The Queen, then Princess Elizabeth, started the war as a schoolgirl but ended it in uniform as a junior commander with the Auxiliary Territorial Service.

“At the start, the outlook seemed bleak, the end distant, the outcome uncertain,” the Queen said in her message, sitting next to a photograph of her father in Windsor Castle.

“But we kept faith that the cause was right – and this belief, as my father noted in his broadcast, carried us through.

“Never give up, never despair – that was the message of VE Day.

“I vividly remember the jubilant scenes my sister and I witnessed with our parents and Winston Churchill from the balcony of Buckingham Palace.

“The sense of joy in the crowds who gathered outside and across the country was profound, though while we celebrated the victory in Europe, we knew there would be further sacrifice.”

Black-and-white footage was shown of the famous Buckingham Palace balcony moment when the Queen, her family and Sir Winston acknowledged the crowds.

“Many people laid down their lives in that terrible conflict,” the Queen said. “They fought so we could live in peace, at home and abroad.
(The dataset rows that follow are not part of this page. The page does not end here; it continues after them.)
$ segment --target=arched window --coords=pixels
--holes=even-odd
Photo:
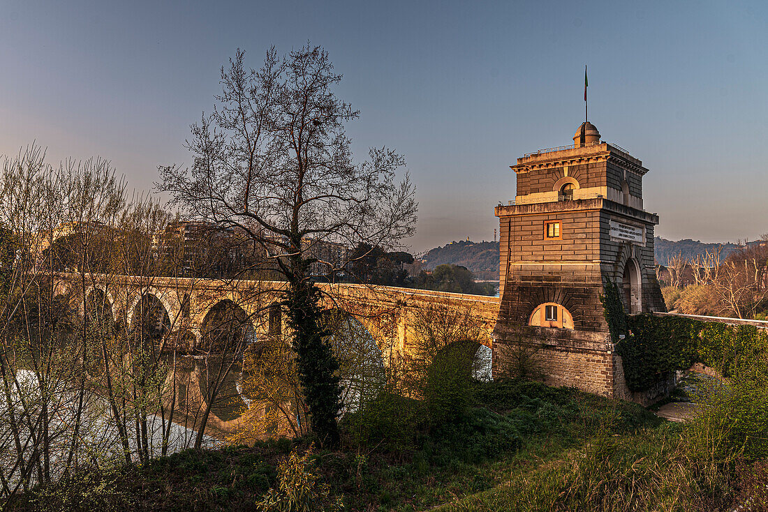
[[[621,195],[624,200],[624,203],[626,206],[629,206],[629,183],[627,183],[626,180],[621,182]]]
[[[574,329],[574,319],[571,312],[556,302],[539,304],[531,313],[528,325],[537,327],[558,327]]]
[[[568,183],[560,187],[560,195],[563,197],[564,200],[569,200],[574,198],[574,190],[576,190],[576,186],[571,183]]]

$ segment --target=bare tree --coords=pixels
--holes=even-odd
[[[677,254],[670,258],[669,264],[667,266],[670,273],[670,284],[675,288],[682,288],[685,286],[684,273],[685,272],[686,259],[682,254]]]
[[[247,234],[289,283],[283,306],[291,328],[313,430],[338,440],[338,363],[321,322],[308,249],[328,242],[394,248],[412,234],[416,203],[402,157],[372,148],[355,164],[347,122],[358,112],[336,97],[328,54],[307,44],[283,58],[273,48],[247,69],[237,51],[221,69],[213,114],[192,126],[192,167],[160,167],[158,188],[191,218]]]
They died so we could live as free people in a world of free nations.”

She continued: “Today it may seem hard that we cannot mark this special anniversary as we would wish. Instead we remember from our homes and our doorsteps.

“But our streets are not empty; they are filled with the love and the care that we have for each other.”

After the broadcast, the nation was invited to open doors and windows and take part in sing-a-long of Dame Vera Lynn’s wartime anthem “We’ll Meet Again”.

It was the Queen’s second televised address during the coronavirus outbreak, following her speech to the country on 5 April.